The hilarious Saturday Night Live skit on last week’s presidential debate made fun of President Obama’s seeming solution to all ills: hiring more teachers.
“So your plan, then, is to hire more teachers,” says an incredulous “Jim Lehrer” on SNL. “As many as it takes,” replies the clueless “President Obama.” Even when he is not having a bad debate night, however, the president often talks as if we are a nation desperate for more teachers.
Jay Greene, a professor at the school of education at the University of Arkansas and a fellow at the George W. Bush Institute, has a piece in today’s Wall Street Journal debunking the notion that there is a teacher shortage.
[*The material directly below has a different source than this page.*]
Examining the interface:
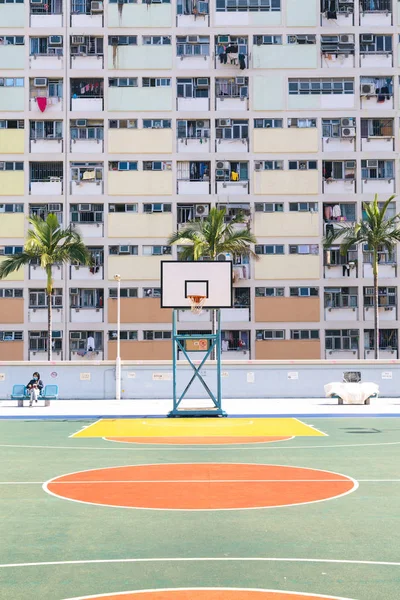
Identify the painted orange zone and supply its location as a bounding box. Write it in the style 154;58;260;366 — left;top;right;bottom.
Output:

It should be noted that, in the debate, Governor Romney signed on to President Obama’s call for more and more teachers—he just recognized that these are decisions that should be made at a state or local level.
Greene writes:
Let's hope state and local officials have that discretion—and choose to shrink the teacher labor force rather than expand it. Hiring hundreds of thousands of additional teachers won't improve student achievement. It will bankrupt state and local governments, whose finances are already buckling under bloated payrolls with overly generous and grossly underfunded pension and health benefits.
For decades we have tried to boost academic outcomes by hiring more teachers, and we have essentially nothing to show for it. In 1970, public schools employed 2.06 million teachers, or one for every 22.3 students, according to the U.S. Department of Education's Digest of Education Statistics. In 2012, we have 3.27 million teachers, one for every 15.2 students.
And this:
Most people expect that more individualized attention from teachers should help students learn. The problem is that expanding the number of hires means dipping deeper into the potential teacher labor pool. That means additional teachers are likely to be weaker than current ones.
With regard to the quality of teachers, I'd like to add my two bits: I have been appalled by the bad grammar and logic of teachers who have made news lately because of their attempts to stifle dissent about President Obama. I do not want to hire more people like teacher Tanya Dixon-Neely, who told a student he could be arrested for “disrespecting” President Obama. Her definition of disrespecting the president seemed to be favoring Mitt Romney. Her grammar was atrocious.
Greene makes the additional point that in hiring more expensive teachers school districts are often unable to invest in educational technology. As somebody who benefited from wonderful teachers, I was initially skeptical of the use of technology in schools. But I know homeschooling families who use technology (mostly in the form of internet classes) with great results.
Green says that there are amazing innovations on the horizon:
Educational technology is still in its infancy, but some amazing innovation has already happened, especially in higher education. Coursera allows students to take free classes from the best professors in the world. In K-12, charter schools such as Rocketship Academy in California and Carpe Diem in Arizona "flip" the classroom so that computers do much of the teaching and teachers are primarily tutors, problem-solvers, and behavior managers. This model could allow for much more individualized instruction with many fewer teachers.
Note that the role of the teacher, who would act as a tutor, isn’t insigninicant. But we could need fewer, which would allow us to pick the best (oh, I forgot about the unions!). Indeed, Greene notes that these promising experiments with technology are taking place outside the public-school monopoly. Romney favors vouchers that would allow families to take advantage of schools that use creative techniques. President Obama has a different approach:
Mr. Obama, on the other hand, has a Solyndra-like solution. He's happy to have the federal government pick the "winning" reform strategy of hiring another army of teachers by devoting federal resources to that approach. If it once again fails to improve student outcomes while stifling innovation, taxpayers will be stuck paying the bill.
It is a good sign that even Saturday Night Live can see bleak humor in the president’s ever-ready solution to just about anything.